140 N.Y.S. 1019 | City of New York Municipal Court | 1912
It appears from the testimony that the defendants did not own the auto truck which caused the damage for compensation for which plaintiff sues, did not employ or pay the chauffeur; but that the truck was hired by the defendants from the Motor Renting Company for $90 a week; that the Motor Renting Company supplied the chauffeur and paid his wages, and paid for all repairs, oils, gasoline, etc., for its operation; that the defendant had no power of selection of the particular chauffeur who was to run- the truck, and from time tó time different chauffeurs were sent by the owners of the truck.for that purpose.
It does not appear that the defendant exercised any authority or control over the truck or its driver, except to indicate to the driver the place where he was to go to deliver or receive goods; neither does it appear that the chauffeur had any duties to perform, except to operate the auto truck.

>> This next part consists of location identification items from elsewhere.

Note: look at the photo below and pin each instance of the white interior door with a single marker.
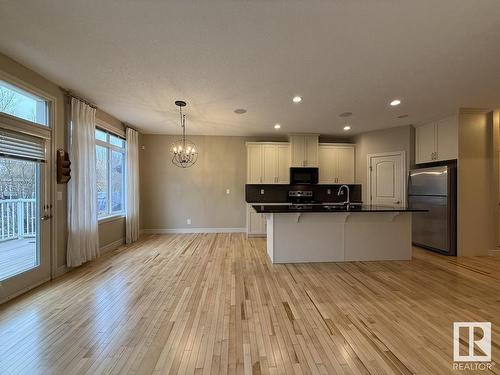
(387, 184)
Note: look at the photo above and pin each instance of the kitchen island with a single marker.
(304, 233)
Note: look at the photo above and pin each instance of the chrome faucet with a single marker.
(348, 201)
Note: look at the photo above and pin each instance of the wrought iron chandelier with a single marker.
(184, 152)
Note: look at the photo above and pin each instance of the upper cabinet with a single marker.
(304, 149)
(268, 163)
(437, 141)
(336, 163)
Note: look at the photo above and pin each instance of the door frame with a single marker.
(49, 133)
(402, 156)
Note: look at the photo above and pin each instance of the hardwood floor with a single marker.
(213, 303)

The defendant sent with the truck two employés, who had no duties, except to load and unload the merchandise. The decisions as to the liability of parties hiring vehicles under such conditions are exceedingly close, and it- is difficult to distinguish between the facts upon which diverse judgments have been founded.
Upon the authority, however, of Kellogg v. Church Charity Foundation of Long Island, 203 N. Y. 191, 96 N. E. 406, 38 L. R. A. (N. S.) 481, Ann. Cas. 1913A, 883, and Singer v. McDermott, 30 Misc. Rep. 738, 62 N. Y. Supp. 1086, the motion to vacate and set aside the judgment will be denied. No costs.